NLA and Meltwater have now reached agreement on all outstanding matters and the Tribunal has accepted the licensing terms agreed. The terms include payment of a fixed annual rate based on number of employees who are end users or a variable rate based on the number of links the service provides to end users.

European Parliament rejects ACTA

On 4 July 2012, the European Parliament (EP) refused to give its consent to the conclusion by the EU of the Anti-Counterfeiting Trade Agreement (ACTA). The Agreement cannot now be concluded by the EU and neither the EU nor its individual member states can join ACTA.

The decision was expected after MEPs on a key European parliamentary committee recently voted to reject ACTA by 19 votes to 12.

(ACTA is an international treaty which aims to curb trade of counterfeited goods, including copyrighted material online.)

Communications Data Bill

The Bill:

Call for Evidence: notices/2012/july-2012/Snooping-Bill-CfE/

The draft Communications Data Bill, announced in the Queen's Speech, has been published by the Home Office. The Bill will enhance current communications data retention requirements (it is intended to cover 'modern' forms of communication such as VoIP and social networks, under the control of information society service providers, not currently covered by existing data retention legislation) and permit access to that data by law enforcement and other public authorities.

A Call for Evidence seeking public comment on the draft Bill has been launched.
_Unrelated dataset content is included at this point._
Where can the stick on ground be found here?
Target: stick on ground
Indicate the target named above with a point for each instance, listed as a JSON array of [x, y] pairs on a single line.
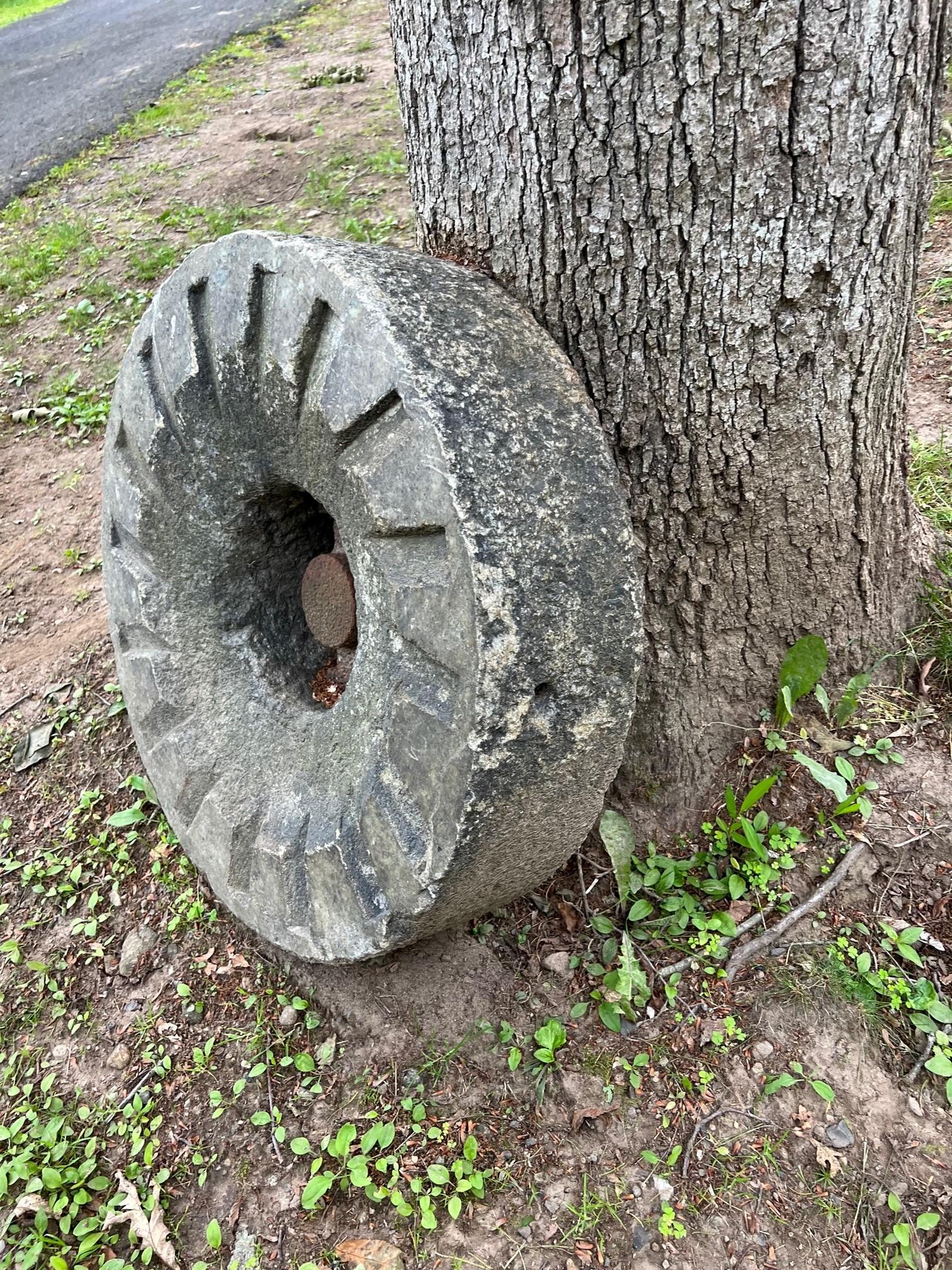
[[763, 941]]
The deadline for responses is 23 August 2012.

Termination notice held served by only one of the joint licensors

Fitzhugh v Fitshugh [2012] EWCA Civ 694

When is a notice (purporting to terminate a licence agreement) invalid? According to the Court of Appeal in this recent case, when it is served by only one of the joint licensors to the agreement. In this complicated agreement, the other licensor was also one of the joint licensees.

Progress on Unitary EU patent falters

A unitary EU patent has been much debated in Europe recently. The main issue delaying progress is the creation of a unified patent litigation system.

On 29 June 2012, the European Council agreed that the Central Division of the Court of First Instance of the proposed Unified European Patent Court should be located in Paris, with two specialist divisions located in London and Munich. The London division is intended to deal with chemistry, including pharmaceuticals and life sciences, the Munich division will address mechanical engineering.

The European Council had agreed to recommend that Articles 6 to 8 of the proposed Unitary Patent Regulation should be deleted, thus removing the automatic right of litigants to refer questions on infringement law to the CJEU. Both industry and patent professionals had opposed the right to refer. Any referrals would likely add to the overall costs, length and uncertainty of patent litigation.

However, on 2 July 2012, the European Parliament decided to postpone the vote on the Council proposals as the Parliamentary rapporteurs considered that following the European Council's recommendation would "emasculate the proposals" and lead immediately to a reference to the CJEU.